SEOUL (Korea Bizwire): Criticism is rising against the government’s push for renewable energy, with many claiming that government policies are directly responsible for the devastation of the natural environment across the country.
Critics specifically point at solar generation facilities and wind turbines built in mountainous areas, and solar panels set up on farms without any consideration for agricultural practices and culture as sources of the problem.
In fact, ever since the government embarked on a solar power project to replace nuclear energy, stretches of mountains and forests 15 times larger than Seoul’s Yeouido Island or 6,000 times larger than Seoul World Cup Stadium have been destroyed over the past three years.
As environmental damage caused by sun rays worsens, the current administration under President Moon Jae-in imposed stronger restrictions on solar panels in December 2018 not to exceed angles of 15 degrees.
Solar panels made exclusively for mountainous or forest regions, too, were allowed to be used only during certain periods, after which operators were required to restore nearby mountains and forests.
“Installing solar panel facilities in state-owned forest reserves involves logging and other forms of environmental damage,” said the Korea Forest Service disapprovingly.
As a result, cases of approval for solar panel facilities in mountainous regions dropped from 5,533 in 2018 to 2,129 in 2019. Land approved for solar facilities shrank from 2,443 hectares in 2018 to 1,024 hectares in 2019.
These reductions, however, came after too many mountains and forests had already been damaged, and all approvals made before the imposition of stricter measures in December 2018 continue to harm the environment.
Cutting down trees to set up wind power generators also poses an environmental risk.
While it is one thing to damage the environment, solar panels covering up extensive farmlands are also creating a serious problem, destroying long years of tradition and culture of farmers and their communities.
Experts argue that solar panels in farmlands were built without consideration of the country’s geographic and environmental features.
South Korean terrain is mountainous in general, and many fields and farms are located on slopes. Farming on slopes is one thing, building metal facilities on slopes creates a whole different set of problems.
Using slopes to grow crops can prevent landslides and floods as roots hold onto the land. Building metal facilities only exacerbates the risk.
Climate change is already increasing the frequency of heavy rains, and such practices are bound to increase the risk of disaster.
According to a survey, farmers are struggling with a heavy sense of loss as solar panels are altering the landscape of their fields and farms.
Critics argue that farmlands are becoming scapegoats for the well-being of cities as they are devoured by solar panels.
What’s more, rooftops of public buildings or large structures, where solar panels can be installed, are almost never being utilized at the moment.

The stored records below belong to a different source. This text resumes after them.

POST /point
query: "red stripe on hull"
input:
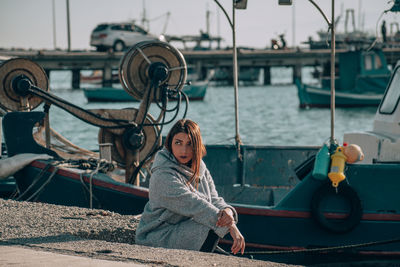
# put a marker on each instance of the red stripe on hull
(140, 192)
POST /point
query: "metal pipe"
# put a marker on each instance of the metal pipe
(235, 80)
(235, 73)
(68, 28)
(54, 25)
(333, 46)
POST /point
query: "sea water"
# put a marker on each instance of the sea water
(268, 115)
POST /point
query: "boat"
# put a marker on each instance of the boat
(361, 80)
(345, 38)
(272, 208)
(292, 207)
(194, 91)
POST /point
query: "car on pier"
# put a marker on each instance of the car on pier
(119, 36)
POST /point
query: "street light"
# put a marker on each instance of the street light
(331, 25)
(236, 4)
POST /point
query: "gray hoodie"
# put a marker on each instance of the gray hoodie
(177, 215)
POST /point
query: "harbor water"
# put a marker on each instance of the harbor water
(268, 115)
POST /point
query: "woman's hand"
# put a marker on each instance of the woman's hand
(238, 240)
(225, 218)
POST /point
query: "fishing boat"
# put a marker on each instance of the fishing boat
(361, 80)
(295, 205)
(194, 91)
(272, 188)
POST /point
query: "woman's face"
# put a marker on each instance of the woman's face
(182, 148)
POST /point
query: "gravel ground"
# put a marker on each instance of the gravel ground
(96, 234)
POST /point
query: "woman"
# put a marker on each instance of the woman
(184, 210)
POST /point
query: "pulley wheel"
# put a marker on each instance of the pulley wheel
(9, 99)
(118, 151)
(134, 67)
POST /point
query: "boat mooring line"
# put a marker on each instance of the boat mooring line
(37, 192)
(325, 249)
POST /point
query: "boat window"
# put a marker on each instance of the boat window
(391, 98)
(377, 61)
(100, 27)
(368, 62)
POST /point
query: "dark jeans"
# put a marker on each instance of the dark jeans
(210, 243)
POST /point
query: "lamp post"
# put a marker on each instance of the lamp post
(236, 4)
(331, 25)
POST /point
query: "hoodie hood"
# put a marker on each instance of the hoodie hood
(165, 159)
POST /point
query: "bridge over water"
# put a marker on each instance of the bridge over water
(200, 60)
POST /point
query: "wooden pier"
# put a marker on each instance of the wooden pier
(200, 60)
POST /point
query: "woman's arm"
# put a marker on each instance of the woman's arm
(167, 190)
(218, 201)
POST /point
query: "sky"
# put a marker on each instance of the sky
(29, 24)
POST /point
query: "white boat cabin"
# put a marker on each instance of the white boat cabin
(382, 144)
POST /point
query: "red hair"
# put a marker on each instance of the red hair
(199, 151)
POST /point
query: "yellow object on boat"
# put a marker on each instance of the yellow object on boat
(336, 174)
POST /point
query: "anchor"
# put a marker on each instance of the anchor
(149, 71)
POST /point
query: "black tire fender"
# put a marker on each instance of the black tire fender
(336, 225)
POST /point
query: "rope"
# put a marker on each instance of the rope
(37, 192)
(326, 249)
(91, 184)
(87, 189)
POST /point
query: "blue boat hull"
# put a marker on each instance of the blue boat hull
(312, 96)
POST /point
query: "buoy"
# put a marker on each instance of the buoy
(321, 165)
(353, 153)
(336, 174)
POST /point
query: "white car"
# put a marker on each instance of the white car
(119, 36)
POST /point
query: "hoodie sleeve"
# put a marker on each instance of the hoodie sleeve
(216, 200)
(168, 190)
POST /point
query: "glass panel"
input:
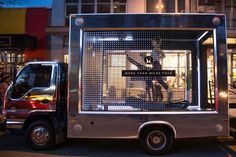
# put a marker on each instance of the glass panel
(138, 70)
(87, 8)
(103, 8)
(160, 6)
(103, 1)
(181, 6)
(119, 1)
(31, 77)
(72, 1)
(87, 1)
(71, 9)
(210, 77)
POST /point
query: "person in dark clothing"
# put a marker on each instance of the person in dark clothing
(157, 54)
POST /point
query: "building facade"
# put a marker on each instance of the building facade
(58, 28)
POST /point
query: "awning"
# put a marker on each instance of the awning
(17, 42)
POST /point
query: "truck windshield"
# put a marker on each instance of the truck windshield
(31, 77)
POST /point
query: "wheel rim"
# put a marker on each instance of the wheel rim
(40, 135)
(156, 140)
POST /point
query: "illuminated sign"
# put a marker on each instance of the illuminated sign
(147, 73)
(5, 41)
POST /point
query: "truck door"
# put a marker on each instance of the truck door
(33, 89)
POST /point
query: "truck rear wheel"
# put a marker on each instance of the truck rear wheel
(156, 141)
(39, 135)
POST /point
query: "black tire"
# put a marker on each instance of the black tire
(39, 135)
(156, 140)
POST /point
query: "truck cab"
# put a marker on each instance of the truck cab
(36, 99)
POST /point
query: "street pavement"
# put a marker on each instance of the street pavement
(13, 145)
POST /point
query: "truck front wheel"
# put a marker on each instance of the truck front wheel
(39, 135)
(156, 140)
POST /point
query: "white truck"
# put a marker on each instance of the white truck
(153, 77)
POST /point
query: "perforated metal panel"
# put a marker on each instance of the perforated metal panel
(107, 54)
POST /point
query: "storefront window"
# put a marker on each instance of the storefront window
(160, 6)
(93, 6)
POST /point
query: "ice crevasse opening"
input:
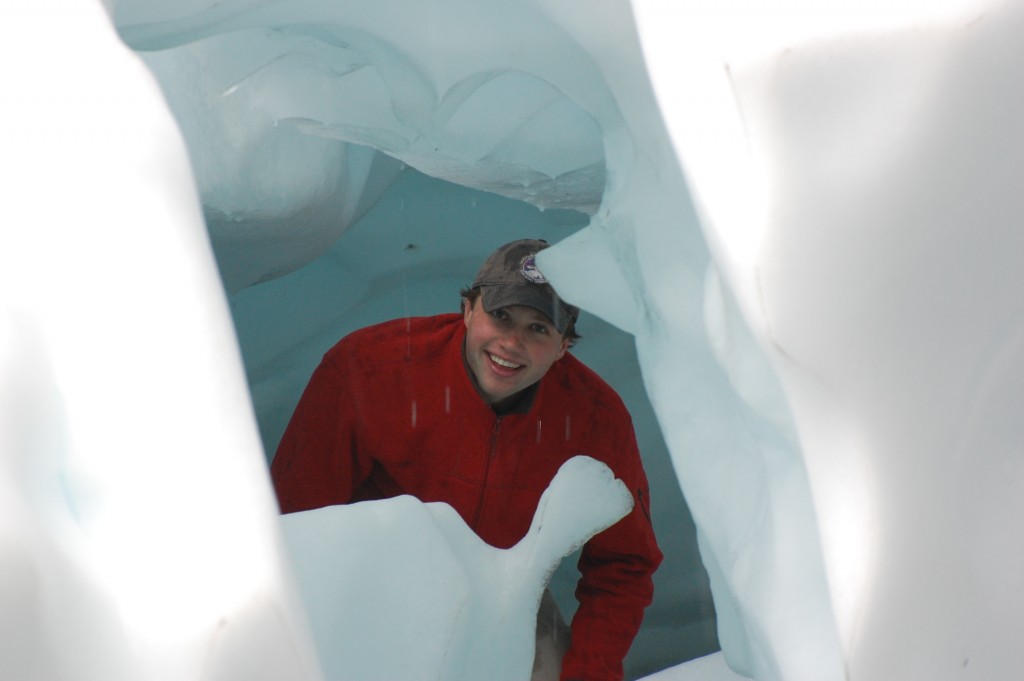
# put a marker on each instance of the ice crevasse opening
(801, 232)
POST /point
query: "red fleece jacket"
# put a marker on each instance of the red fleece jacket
(391, 410)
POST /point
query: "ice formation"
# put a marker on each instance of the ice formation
(403, 590)
(829, 330)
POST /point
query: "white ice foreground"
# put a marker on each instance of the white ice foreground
(398, 589)
(832, 332)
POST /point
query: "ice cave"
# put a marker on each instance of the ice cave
(794, 228)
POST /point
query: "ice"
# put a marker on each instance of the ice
(804, 222)
(403, 590)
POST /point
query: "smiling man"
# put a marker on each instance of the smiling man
(479, 411)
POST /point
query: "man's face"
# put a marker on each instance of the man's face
(510, 348)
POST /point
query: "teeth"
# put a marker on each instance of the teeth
(503, 363)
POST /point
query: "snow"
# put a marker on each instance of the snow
(797, 223)
(403, 590)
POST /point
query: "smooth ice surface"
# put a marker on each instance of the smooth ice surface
(397, 589)
(829, 330)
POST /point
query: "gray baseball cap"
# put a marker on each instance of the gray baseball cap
(510, 277)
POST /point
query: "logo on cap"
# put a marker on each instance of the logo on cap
(527, 267)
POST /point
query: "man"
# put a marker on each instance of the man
(479, 410)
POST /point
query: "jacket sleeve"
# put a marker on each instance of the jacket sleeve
(615, 585)
(317, 463)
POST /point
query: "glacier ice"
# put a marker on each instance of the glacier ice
(398, 589)
(828, 330)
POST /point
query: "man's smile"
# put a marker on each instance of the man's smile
(503, 363)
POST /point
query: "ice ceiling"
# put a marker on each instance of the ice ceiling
(808, 220)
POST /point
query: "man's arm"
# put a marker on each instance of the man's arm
(316, 463)
(614, 588)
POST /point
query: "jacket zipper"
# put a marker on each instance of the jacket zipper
(492, 451)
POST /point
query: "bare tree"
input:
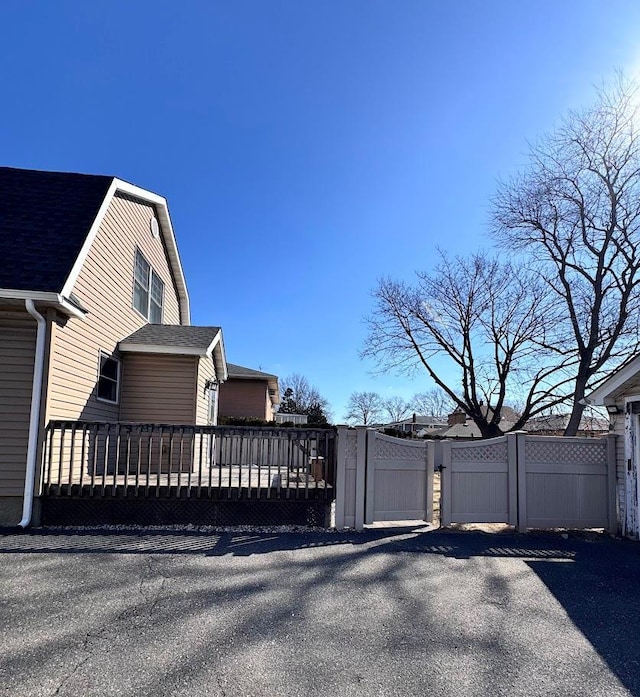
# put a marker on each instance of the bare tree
(396, 408)
(576, 211)
(486, 319)
(300, 397)
(364, 408)
(434, 402)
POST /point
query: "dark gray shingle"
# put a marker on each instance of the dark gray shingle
(172, 335)
(238, 371)
(44, 220)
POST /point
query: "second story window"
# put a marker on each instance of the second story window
(148, 290)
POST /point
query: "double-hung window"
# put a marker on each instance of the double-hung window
(148, 290)
(108, 378)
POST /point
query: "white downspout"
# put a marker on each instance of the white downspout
(34, 419)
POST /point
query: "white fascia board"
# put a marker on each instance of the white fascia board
(602, 394)
(55, 299)
(168, 236)
(217, 352)
(157, 348)
(84, 251)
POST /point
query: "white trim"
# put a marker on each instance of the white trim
(617, 380)
(88, 241)
(220, 364)
(167, 234)
(55, 299)
(34, 416)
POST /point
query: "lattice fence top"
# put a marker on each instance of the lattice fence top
(351, 447)
(594, 453)
(489, 451)
(389, 448)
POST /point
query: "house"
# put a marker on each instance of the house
(461, 427)
(620, 394)
(591, 426)
(94, 319)
(249, 393)
(296, 419)
(418, 424)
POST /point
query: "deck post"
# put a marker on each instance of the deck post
(341, 476)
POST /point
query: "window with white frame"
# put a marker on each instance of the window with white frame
(212, 416)
(108, 378)
(148, 290)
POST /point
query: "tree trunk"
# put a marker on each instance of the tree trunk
(489, 430)
(578, 408)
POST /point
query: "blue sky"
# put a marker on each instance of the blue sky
(306, 148)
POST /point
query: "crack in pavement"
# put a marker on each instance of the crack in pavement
(140, 611)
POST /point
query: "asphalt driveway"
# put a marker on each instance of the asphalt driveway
(385, 612)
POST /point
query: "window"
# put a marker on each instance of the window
(108, 378)
(148, 290)
(212, 415)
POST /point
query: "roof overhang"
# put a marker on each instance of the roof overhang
(215, 351)
(57, 300)
(614, 385)
(166, 228)
(271, 380)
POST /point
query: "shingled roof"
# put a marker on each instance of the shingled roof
(179, 339)
(238, 371)
(45, 218)
(191, 340)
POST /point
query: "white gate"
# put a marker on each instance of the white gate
(528, 481)
(399, 479)
(479, 481)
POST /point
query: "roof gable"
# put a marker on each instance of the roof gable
(48, 222)
(45, 218)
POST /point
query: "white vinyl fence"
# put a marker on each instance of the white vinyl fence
(522, 480)
(531, 482)
(380, 478)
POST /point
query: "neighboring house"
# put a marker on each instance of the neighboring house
(249, 393)
(94, 318)
(420, 425)
(297, 419)
(620, 394)
(555, 425)
(462, 427)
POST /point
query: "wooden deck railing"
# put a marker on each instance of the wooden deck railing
(118, 459)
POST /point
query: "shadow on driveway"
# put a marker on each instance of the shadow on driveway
(595, 579)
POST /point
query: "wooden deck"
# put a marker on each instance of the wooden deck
(219, 479)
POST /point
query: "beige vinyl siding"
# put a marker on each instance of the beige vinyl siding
(245, 398)
(206, 371)
(158, 388)
(105, 289)
(633, 388)
(17, 355)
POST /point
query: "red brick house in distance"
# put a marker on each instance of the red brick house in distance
(248, 393)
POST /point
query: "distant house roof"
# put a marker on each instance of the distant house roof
(48, 221)
(239, 372)
(619, 383)
(558, 422)
(179, 340)
(423, 420)
(466, 430)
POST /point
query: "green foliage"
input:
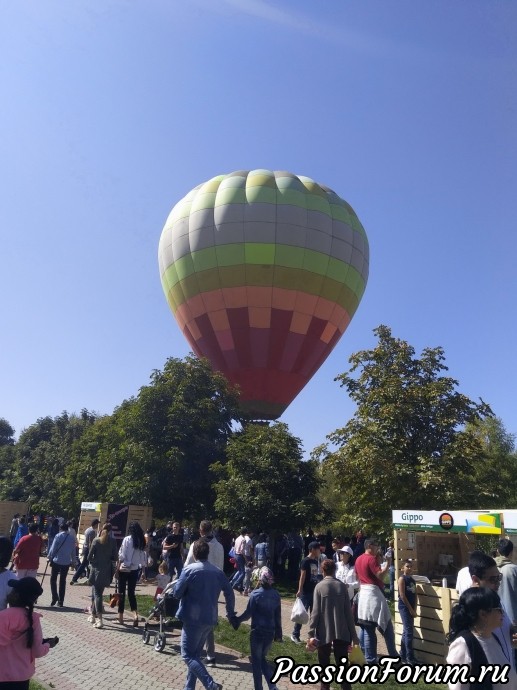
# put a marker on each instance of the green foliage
(409, 444)
(33, 468)
(6, 433)
(496, 474)
(265, 483)
(156, 449)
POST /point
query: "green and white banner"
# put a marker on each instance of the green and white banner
(473, 522)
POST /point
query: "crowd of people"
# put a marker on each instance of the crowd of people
(340, 582)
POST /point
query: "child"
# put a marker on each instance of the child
(407, 610)
(246, 583)
(266, 625)
(6, 551)
(162, 579)
(21, 639)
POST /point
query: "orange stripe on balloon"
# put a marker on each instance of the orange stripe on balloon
(197, 306)
(225, 340)
(344, 322)
(300, 323)
(194, 330)
(328, 332)
(323, 308)
(234, 298)
(219, 320)
(306, 303)
(213, 300)
(279, 298)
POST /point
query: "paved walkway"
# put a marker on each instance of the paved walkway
(115, 658)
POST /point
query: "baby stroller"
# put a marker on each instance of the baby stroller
(166, 607)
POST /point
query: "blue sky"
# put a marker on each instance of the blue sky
(112, 111)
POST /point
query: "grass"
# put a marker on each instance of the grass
(238, 640)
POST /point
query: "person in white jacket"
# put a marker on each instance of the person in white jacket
(131, 557)
(346, 572)
(215, 557)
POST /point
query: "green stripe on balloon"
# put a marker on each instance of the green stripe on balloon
(287, 278)
(278, 255)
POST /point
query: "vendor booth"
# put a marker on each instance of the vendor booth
(8, 510)
(439, 542)
(120, 515)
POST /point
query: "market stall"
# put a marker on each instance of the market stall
(8, 509)
(120, 515)
(438, 544)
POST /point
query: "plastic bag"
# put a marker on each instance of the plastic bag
(356, 656)
(299, 613)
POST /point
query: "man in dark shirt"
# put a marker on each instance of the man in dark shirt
(89, 536)
(308, 581)
(173, 545)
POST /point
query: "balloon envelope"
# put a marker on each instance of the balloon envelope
(263, 272)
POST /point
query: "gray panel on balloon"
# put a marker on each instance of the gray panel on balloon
(228, 233)
(341, 250)
(202, 238)
(259, 232)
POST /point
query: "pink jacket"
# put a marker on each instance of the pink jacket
(16, 660)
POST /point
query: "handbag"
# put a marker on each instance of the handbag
(356, 656)
(115, 597)
(299, 612)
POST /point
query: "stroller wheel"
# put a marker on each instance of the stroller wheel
(159, 642)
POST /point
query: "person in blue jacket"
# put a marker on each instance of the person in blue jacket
(61, 556)
(264, 609)
(198, 589)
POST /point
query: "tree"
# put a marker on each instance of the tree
(408, 444)
(157, 448)
(41, 457)
(6, 433)
(265, 483)
(496, 475)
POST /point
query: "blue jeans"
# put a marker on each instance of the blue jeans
(260, 644)
(193, 638)
(370, 641)
(175, 564)
(236, 581)
(406, 644)
(392, 582)
(307, 602)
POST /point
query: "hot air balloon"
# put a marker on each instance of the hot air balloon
(263, 272)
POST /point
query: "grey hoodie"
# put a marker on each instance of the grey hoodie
(508, 588)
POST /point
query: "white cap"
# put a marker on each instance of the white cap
(346, 549)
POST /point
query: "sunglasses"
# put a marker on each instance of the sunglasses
(495, 579)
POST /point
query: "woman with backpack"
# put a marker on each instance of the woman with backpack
(472, 642)
(21, 638)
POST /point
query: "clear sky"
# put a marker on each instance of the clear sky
(112, 111)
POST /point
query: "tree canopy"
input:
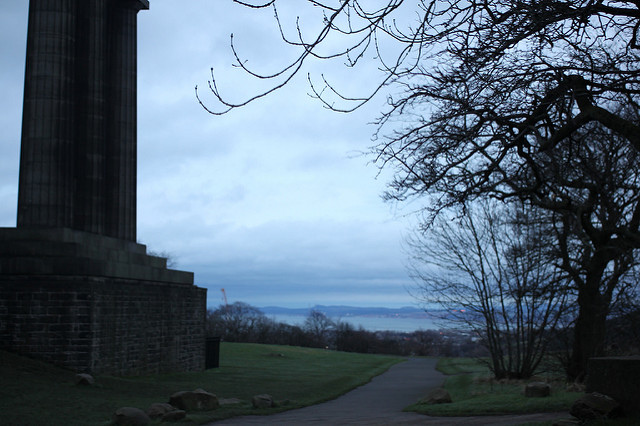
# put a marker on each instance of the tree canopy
(535, 100)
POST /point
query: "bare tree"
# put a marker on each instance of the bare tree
(499, 99)
(238, 322)
(492, 272)
(319, 326)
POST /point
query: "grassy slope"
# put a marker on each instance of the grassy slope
(32, 392)
(473, 393)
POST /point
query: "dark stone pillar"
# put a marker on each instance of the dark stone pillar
(121, 135)
(78, 160)
(75, 287)
(46, 188)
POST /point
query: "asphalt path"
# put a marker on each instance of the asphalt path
(380, 402)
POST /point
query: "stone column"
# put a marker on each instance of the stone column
(46, 188)
(78, 155)
(91, 71)
(122, 113)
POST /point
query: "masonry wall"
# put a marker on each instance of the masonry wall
(104, 325)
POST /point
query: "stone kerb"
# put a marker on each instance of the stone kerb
(617, 377)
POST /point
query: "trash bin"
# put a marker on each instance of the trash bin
(212, 353)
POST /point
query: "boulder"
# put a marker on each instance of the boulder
(197, 400)
(84, 379)
(437, 396)
(537, 390)
(567, 422)
(262, 401)
(165, 412)
(595, 406)
(174, 416)
(130, 416)
(229, 401)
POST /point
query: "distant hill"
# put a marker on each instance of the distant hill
(347, 311)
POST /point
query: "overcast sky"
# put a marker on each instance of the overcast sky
(273, 202)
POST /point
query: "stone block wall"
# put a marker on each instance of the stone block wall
(104, 325)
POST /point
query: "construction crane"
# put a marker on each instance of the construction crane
(224, 294)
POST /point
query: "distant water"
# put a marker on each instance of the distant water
(371, 323)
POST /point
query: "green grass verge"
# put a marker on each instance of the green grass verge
(33, 392)
(474, 393)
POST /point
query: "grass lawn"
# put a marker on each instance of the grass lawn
(474, 393)
(35, 393)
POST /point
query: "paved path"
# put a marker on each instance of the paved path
(380, 402)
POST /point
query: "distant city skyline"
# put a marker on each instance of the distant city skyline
(273, 202)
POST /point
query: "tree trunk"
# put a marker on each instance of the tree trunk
(589, 332)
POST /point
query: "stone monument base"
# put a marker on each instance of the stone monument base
(97, 304)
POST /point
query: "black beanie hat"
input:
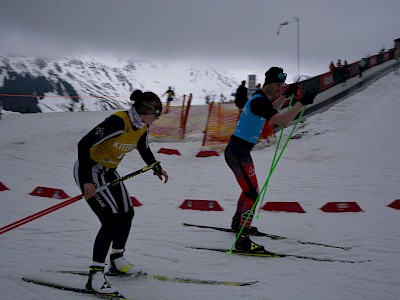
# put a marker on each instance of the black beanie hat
(274, 75)
(146, 103)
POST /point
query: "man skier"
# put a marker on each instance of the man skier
(262, 105)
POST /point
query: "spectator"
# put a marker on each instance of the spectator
(170, 97)
(333, 70)
(339, 68)
(241, 95)
(362, 65)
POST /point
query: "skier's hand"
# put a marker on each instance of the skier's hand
(163, 176)
(291, 90)
(89, 190)
(158, 170)
(308, 98)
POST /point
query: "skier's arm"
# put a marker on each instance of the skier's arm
(148, 157)
(110, 127)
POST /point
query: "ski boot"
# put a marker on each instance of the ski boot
(235, 226)
(120, 266)
(244, 244)
(98, 283)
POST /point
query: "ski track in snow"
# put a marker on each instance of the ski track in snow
(347, 153)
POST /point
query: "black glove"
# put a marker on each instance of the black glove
(308, 98)
(291, 90)
(157, 169)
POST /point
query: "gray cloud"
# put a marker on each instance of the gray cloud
(232, 34)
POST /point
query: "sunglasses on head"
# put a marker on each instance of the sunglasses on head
(157, 113)
(282, 76)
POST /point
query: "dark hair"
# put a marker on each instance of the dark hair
(146, 103)
(274, 75)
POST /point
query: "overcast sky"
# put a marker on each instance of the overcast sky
(235, 35)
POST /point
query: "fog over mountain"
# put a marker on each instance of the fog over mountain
(76, 83)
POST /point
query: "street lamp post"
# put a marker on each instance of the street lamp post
(295, 20)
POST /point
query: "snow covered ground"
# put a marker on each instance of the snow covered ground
(347, 153)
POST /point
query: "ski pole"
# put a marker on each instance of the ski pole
(72, 200)
(39, 214)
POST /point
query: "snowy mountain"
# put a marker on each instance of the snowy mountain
(86, 83)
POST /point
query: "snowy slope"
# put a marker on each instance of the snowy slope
(105, 84)
(347, 153)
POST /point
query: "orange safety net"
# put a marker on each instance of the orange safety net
(172, 123)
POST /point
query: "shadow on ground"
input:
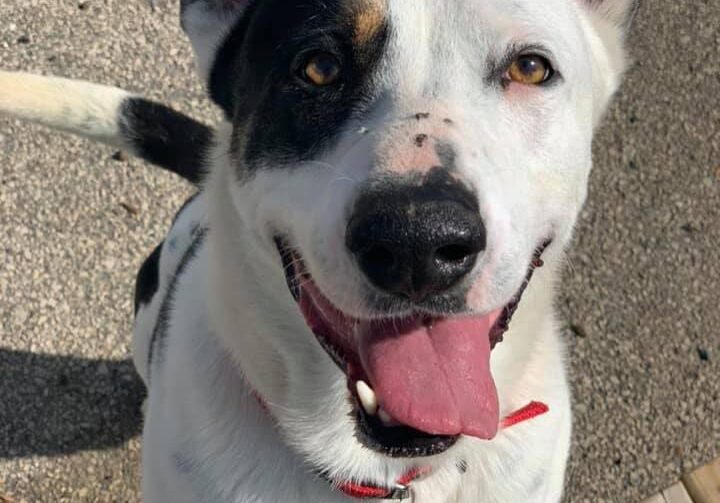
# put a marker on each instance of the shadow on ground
(52, 405)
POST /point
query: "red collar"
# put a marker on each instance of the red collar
(401, 490)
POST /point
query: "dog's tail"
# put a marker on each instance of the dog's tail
(110, 115)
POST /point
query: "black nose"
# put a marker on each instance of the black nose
(416, 242)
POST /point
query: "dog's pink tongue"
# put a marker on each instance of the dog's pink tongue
(434, 378)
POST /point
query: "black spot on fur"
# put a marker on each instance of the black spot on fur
(166, 138)
(448, 156)
(147, 281)
(257, 78)
(462, 466)
(159, 336)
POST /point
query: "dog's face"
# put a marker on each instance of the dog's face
(403, 164)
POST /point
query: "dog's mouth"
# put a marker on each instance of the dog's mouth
(417, 383)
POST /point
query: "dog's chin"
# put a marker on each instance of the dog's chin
(416, 382)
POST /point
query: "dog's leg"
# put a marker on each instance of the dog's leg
(110, 115)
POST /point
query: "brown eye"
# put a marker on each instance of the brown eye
(322, 70)
(531, 70)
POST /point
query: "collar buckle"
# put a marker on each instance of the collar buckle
(400, 492)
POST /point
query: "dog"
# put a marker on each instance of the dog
(358, 301)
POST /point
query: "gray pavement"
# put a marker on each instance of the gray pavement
(640, 296)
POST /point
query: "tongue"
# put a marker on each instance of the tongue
(434, 377)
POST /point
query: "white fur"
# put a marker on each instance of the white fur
(234, 329)
(73, 106)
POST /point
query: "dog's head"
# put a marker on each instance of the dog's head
(395, 170)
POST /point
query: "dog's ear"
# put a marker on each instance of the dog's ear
(607, 24)
(619, 13)
(207, 24)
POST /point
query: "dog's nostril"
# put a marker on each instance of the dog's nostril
(379, 257)
(454, 253)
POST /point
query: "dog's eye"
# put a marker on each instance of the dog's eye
(531, 70)
(322, 69)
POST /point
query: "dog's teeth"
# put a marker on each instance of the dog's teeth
(385, 418)
(367, 396)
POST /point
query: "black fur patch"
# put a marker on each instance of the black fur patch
(159, 336)
(166, 138)
(147, 281)
(257, 77)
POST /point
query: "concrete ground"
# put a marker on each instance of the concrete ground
(640, 296)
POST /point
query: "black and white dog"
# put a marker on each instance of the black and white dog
(325, 319)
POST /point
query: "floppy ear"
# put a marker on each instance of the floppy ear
(606, 25)
(207, 24)
(620, 13)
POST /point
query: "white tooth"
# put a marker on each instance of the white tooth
(385, 417)
(367, 396)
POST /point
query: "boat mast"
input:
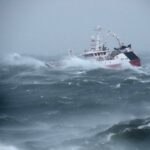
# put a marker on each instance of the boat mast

While the number of large warehouses is increasing due to spiking demand for online delivery, only few of them have solar panels installed on their roofs since cheap electricity for warehouses lowers the incentive to set up solar panels, with legal mechanisms and institutions for renewable energy lacking.
China is using the entire side of a large building for solar power generation.
More rooftops and walls are being fitted with solar generators, while Vietnam and Taiwan are introducing building integrated photovoltaic systems, integrating solar panels with the roofs and walls of buildings.
Sadly, the government’s boasts of Green New Deal initiative, a signature policy project of the president to foster environment-friendly industries, seems to be coming at a cost of dramatic environmental degradation.
A truly sustainable Green New Deal should be able to protect the environment while also preserving the beautiful landscape of South Korea’s nature.